/ People in Computer Science


John Atanasoff
Augusta Ada King
Charles Babbage
Grace Murray Hopper
Lee Deforest
John von Neumann
Alan Turing
Daniel Bricklin
John Atanasoff designed the first electronic digital computer at the Iowa State College (now known as Iowa State University). With his graduate student Clifford Berry, a prototype was completed in 1939 using vacuum tubes (invented by Lee de Forest in1906). It was called the ABC (Atanasoff-Berry Computer).

Augusta Ada King, Countess of Lovelace(1815-1858), amateur mathematician and close friend of Charles Babbage, wrote the first significant computer program to create instructions for the Analytical Engine. This program featured several of the concepts used in today's computer programming, such as the loop. The ideas of Babbage and Lady Ada were forgotten after their deaths until one of the first real computers was built, about 100 years later.

Charles Babbage(1791-1871), English mathematics professor and inventor, sought to produce error-free mathematical tables. Babbage noticed that machines excelled at doing repetitive tasks without error, and the production of mathematical tables often required the simple repetition of steps. His first attempt at applying the abilities of a machine to mathematics was called the Difference Engine (1842), designed to perform differential equations. Later, Babbage designed a more general machine, the Analytical Engine, to do a variety of calculations. Although his designs were basically sound, the technology at the time was not available to manufacture the mechanism. Even though it was never completed, it had many of the features of a today's computers:

  1. input/output devices
  2. a calculating unit
  3. a control unit
  4. a storage for numbers to be processed

The ideas of Babbage and Lady Ada were forgotten after their deaths until one of the first real computers was built, about 100 years later.

Grace Murray Hopper was one of the leading pioneer figures in computing.

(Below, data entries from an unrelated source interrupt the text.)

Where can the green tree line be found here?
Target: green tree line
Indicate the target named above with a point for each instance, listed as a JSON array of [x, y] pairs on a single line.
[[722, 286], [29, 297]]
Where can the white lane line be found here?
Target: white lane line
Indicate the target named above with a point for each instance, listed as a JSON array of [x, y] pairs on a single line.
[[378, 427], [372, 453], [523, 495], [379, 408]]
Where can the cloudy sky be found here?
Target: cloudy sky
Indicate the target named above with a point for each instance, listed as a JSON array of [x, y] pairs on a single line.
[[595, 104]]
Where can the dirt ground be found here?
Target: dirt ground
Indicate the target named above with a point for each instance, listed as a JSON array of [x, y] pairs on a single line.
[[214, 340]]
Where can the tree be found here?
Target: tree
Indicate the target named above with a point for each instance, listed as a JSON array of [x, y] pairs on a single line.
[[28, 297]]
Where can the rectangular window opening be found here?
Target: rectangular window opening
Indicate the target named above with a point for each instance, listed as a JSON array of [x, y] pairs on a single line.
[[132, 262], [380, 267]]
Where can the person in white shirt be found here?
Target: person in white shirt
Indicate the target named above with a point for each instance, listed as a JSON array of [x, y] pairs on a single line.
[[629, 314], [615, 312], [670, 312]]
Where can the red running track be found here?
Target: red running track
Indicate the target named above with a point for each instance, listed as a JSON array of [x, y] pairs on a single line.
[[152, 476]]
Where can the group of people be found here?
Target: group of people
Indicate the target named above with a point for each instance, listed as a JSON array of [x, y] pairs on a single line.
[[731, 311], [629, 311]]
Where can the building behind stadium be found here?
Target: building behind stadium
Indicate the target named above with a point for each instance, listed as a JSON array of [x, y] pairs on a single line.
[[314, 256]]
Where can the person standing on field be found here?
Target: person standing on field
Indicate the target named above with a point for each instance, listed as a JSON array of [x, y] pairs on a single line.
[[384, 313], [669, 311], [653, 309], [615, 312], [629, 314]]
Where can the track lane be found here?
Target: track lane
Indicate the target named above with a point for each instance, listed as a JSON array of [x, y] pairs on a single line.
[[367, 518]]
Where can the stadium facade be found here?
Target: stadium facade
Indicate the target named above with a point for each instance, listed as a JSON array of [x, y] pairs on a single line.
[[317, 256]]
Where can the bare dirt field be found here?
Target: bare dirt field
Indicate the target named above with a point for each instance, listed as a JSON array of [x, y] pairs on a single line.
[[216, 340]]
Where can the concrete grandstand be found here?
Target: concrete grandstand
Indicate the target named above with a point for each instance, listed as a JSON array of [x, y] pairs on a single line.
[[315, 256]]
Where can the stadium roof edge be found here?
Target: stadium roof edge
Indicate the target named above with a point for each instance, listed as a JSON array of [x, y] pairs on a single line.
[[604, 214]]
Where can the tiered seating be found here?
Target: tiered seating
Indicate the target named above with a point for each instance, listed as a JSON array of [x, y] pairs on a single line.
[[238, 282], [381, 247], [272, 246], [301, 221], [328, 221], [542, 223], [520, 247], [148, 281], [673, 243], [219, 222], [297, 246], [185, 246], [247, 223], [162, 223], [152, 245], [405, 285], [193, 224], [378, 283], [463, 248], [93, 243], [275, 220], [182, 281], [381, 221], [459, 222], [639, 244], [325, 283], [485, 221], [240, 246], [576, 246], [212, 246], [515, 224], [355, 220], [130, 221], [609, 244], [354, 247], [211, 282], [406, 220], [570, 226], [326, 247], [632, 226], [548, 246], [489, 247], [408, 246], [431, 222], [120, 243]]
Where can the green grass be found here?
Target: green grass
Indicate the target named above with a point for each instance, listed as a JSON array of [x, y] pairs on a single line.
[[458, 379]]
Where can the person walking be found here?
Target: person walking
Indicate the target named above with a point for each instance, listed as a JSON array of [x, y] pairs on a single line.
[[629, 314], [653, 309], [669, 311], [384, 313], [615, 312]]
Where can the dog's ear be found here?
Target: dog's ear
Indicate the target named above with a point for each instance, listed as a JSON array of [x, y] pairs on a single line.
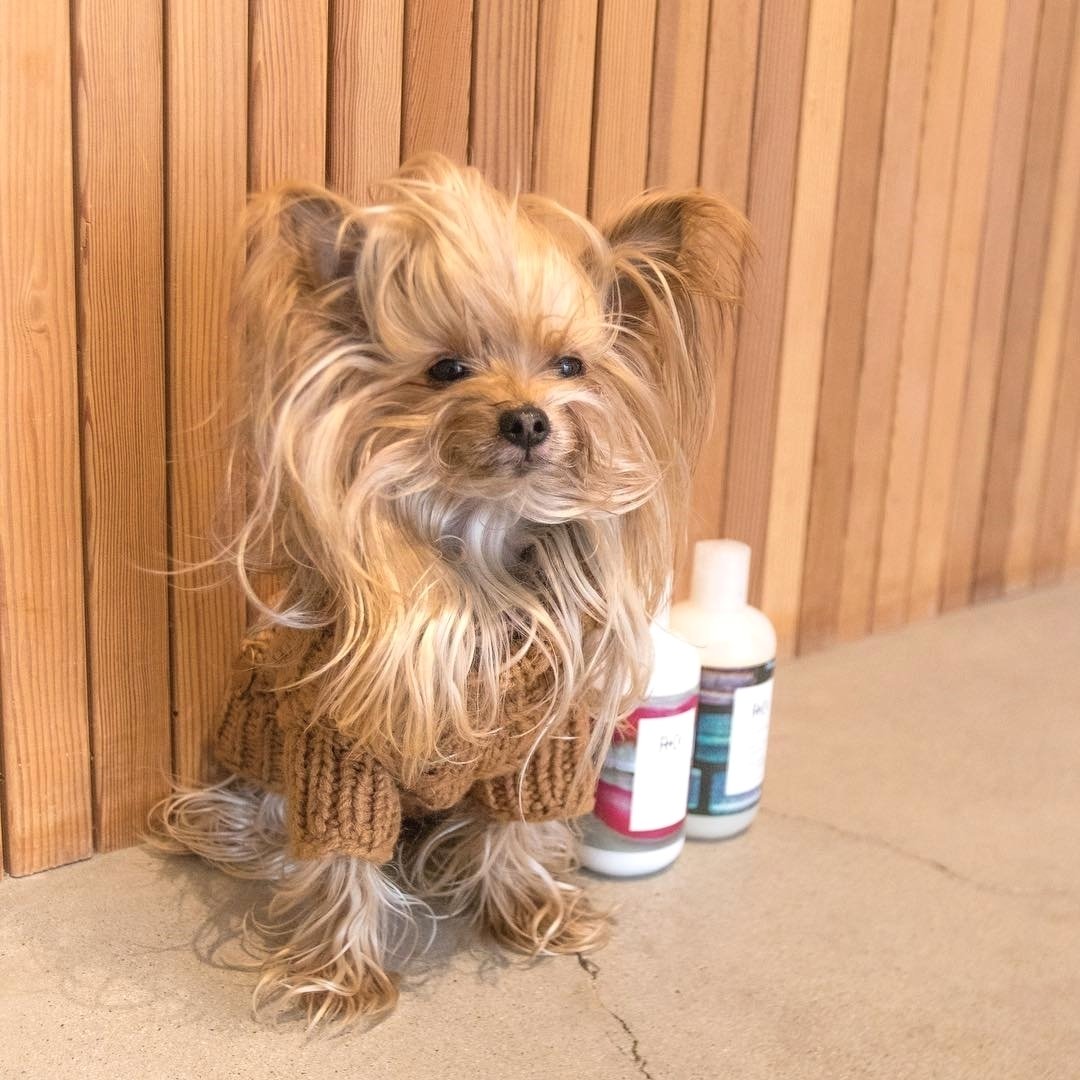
[[301, 245], [674, 279], [672, 248]]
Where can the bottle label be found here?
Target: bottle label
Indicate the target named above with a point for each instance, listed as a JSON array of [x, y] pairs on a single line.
[[731, 739], [643, 787]]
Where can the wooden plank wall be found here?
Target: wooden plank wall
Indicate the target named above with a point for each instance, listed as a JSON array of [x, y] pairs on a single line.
[[899, 421]]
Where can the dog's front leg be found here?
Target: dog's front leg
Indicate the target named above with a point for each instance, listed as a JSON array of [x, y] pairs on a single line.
[[505, 856]]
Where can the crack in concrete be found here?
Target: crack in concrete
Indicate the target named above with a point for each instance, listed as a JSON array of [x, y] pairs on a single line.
[[936, 864], [592, 970]]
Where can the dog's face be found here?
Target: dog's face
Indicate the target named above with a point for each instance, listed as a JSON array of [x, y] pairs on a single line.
[[462, 356], [471, 421]]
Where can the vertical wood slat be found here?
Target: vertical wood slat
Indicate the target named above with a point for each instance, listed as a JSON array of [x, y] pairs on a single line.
[[566, 52], [436, 78], [995, 278], [937, 160], [781, 53], [1071, 553], [43, 715], [885, 312], [287, 92], [621, 103], [845, 322], [206, 171], [1029, 264], [1053, 529], [678, 89], [807, 298], [118, 94], [502, 110], [726, 125], [961, 273], [365, 93], [1062, 255]]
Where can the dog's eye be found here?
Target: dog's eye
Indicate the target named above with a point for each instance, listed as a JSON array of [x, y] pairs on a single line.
[[448, 369], [569, 367]]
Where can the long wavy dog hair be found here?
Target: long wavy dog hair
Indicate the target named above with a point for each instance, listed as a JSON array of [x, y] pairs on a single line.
[[381, 345]]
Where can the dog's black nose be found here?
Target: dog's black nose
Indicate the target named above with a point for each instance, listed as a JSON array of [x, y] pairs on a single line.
[[525, 426]]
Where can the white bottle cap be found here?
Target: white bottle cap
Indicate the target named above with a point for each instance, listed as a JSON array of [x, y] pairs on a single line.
[[720, 578]]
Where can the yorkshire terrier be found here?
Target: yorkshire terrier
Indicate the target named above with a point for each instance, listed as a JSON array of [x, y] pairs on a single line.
[[468, 423]]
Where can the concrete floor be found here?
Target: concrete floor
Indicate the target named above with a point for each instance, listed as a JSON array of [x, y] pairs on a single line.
[[907, 905]]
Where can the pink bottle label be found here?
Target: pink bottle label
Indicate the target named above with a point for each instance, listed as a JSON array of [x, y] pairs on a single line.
[[643, 786]]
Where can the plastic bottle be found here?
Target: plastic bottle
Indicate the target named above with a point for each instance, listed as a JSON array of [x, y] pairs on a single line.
[[637, 824], [738, 649]]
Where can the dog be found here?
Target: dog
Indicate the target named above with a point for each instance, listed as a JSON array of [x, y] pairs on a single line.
[[467, 429]]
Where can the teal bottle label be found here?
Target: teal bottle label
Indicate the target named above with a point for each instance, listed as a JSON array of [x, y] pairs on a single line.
[[731, 738]]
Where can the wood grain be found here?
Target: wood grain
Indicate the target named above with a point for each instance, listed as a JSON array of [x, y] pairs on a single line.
[[995, 280], [118, 94], [206, 153], [678, 90], [621, 103], [287, 92], [43, 716], [771, 191], [1023, 301], [845, 321], [726, 126], [885, 312], [365, 94], [974, 147], [1058, 483], [937, 162], [1064, 218], [811, 248], [566, 51], [502, 110], [436, 78]]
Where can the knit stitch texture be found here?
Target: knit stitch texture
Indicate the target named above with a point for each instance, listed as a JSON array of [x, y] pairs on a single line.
[[342, 798]]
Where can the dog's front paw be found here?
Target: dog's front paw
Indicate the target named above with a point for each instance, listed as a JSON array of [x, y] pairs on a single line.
[[559, 918], [326, 989]]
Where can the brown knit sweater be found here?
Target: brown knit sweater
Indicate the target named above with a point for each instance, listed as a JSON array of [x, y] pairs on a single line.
[[343, 798]]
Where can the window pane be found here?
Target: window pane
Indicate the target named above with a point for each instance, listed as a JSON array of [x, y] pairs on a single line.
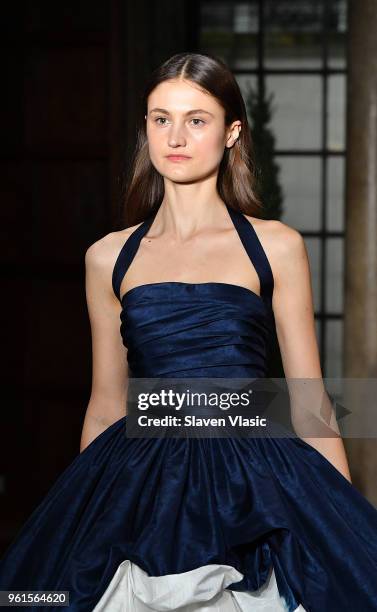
[[336, 112], [337, 30], [313, 248], [293, 37], [300, 180], [334, 275], [230, 31], [245, 81], [296, 111], [335, 194], [334, 349]]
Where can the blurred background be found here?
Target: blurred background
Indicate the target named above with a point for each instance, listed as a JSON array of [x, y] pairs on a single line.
[[72, 76]]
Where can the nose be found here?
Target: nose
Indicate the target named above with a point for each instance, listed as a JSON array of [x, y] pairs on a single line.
[[176, 136]]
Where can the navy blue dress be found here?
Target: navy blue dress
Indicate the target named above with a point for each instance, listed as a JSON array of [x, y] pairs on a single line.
[[172, 505]]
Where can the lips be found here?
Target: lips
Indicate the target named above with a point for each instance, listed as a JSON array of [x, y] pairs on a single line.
[[177, 157]]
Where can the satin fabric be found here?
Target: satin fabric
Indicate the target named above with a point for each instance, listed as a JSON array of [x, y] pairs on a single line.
[[200, 590], [175, 505]]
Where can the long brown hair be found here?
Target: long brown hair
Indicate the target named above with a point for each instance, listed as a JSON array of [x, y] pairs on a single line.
[[144, 189]]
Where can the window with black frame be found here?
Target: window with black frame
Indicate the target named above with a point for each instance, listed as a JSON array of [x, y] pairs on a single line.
[[295, 51]]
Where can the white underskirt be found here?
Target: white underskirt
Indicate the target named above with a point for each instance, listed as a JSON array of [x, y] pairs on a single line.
[[199, 590]]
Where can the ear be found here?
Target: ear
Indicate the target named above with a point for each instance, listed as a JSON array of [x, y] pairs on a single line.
[[233, 134]]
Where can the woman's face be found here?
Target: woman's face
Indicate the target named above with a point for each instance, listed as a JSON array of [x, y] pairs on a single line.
[[183, 120]]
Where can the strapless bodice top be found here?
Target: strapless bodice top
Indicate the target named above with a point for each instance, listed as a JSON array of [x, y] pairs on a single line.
[[214, 329]]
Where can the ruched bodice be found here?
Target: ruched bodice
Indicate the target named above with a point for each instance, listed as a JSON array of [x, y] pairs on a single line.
[[209, 329]]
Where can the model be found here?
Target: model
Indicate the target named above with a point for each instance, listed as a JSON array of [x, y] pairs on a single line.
[[194, 285]]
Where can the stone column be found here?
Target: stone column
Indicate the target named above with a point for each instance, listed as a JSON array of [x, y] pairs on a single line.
[[360, 330]]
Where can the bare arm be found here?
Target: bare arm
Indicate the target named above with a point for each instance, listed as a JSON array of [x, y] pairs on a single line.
[[107, 401], [295, 328]]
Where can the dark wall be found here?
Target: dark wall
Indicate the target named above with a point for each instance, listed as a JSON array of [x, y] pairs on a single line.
[[72, 75]]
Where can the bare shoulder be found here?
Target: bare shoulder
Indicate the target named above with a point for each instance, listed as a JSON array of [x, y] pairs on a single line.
[[104, 252], [279, 240], [100, 258]]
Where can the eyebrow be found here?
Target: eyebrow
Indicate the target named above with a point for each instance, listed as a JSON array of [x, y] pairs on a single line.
[[196, 111]]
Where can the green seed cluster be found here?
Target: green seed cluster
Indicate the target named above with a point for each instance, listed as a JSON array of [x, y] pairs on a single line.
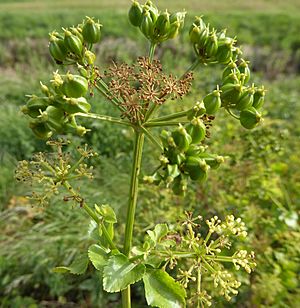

Born in 1906, she earned a Ph.D. degree in mathematics from Yale in 1934, a truly remarkable achievement for a woman at that time. During World War II, Dr. Hopper joined the United States Naval Reserve. Her committment to the Navy continued for many years; she retired from the Navy with the rank of Rear Admiral.

During the war, Dr. Hopper worked at Harvard on the Mark I computer. A computer folktale asserts that the term "bug", meaning an error in a program, stemmed from her account of finding a dead moth stuck in the mechanical relays of that early computer.

She believed that the key to opening up widespread use of the new and complex computing devices of the 1950s lay with programming languages that used English commands rather than cryptic statements that only the computer could easily understand. She campaigned among business leaders for acceptance and use of the COBOL business programming language. In 1969, the Data Processing Management Association awarded her its first Computer Science Man-of-the-Year Award. Throughout her career, she gave many public lectures in a stimulating manner that helped nontechnical people understand the nature of computers and computing.

Active and working well into her 80s, Rear Admiral Grace Murray Hopper died on January 1, 1992.

Lee de Forest invented the triode vacuum tube in 1906. This device provided amplification for radio, telegraphy, and telephony. More on Lee de Forest

John von Neumann(1903-1957) A brilliant mathematician who developed the stored program concept. His idea was to store not only the data to be processed in computer memory, but also the instructions used to process the data. He designed the Electronic Discrete Variable Automatic Computer (EDVAC) in 1945 to hold a stored program.

Alan Turing(1912-1954) One of the most celebrated computer scientists, is famous for his three major contributions to the science:

  1. the first mathematically sophisticated theory on computation (Church-Turing Thesis), including some profound and astonishing discoveries about machine capabilities (the universal Turing machine)
  2. an active participant in the construction of the secret code-breaking British Colossus
  3. the Turing "intelligence test", a method to determine if a computer possesses intelligence

Daniel Bricklin, as a Harvard business student, along with Robert Frankston and Dan Fylstra developed the first electronic spreadsheet program, VisiCalc, in 1979.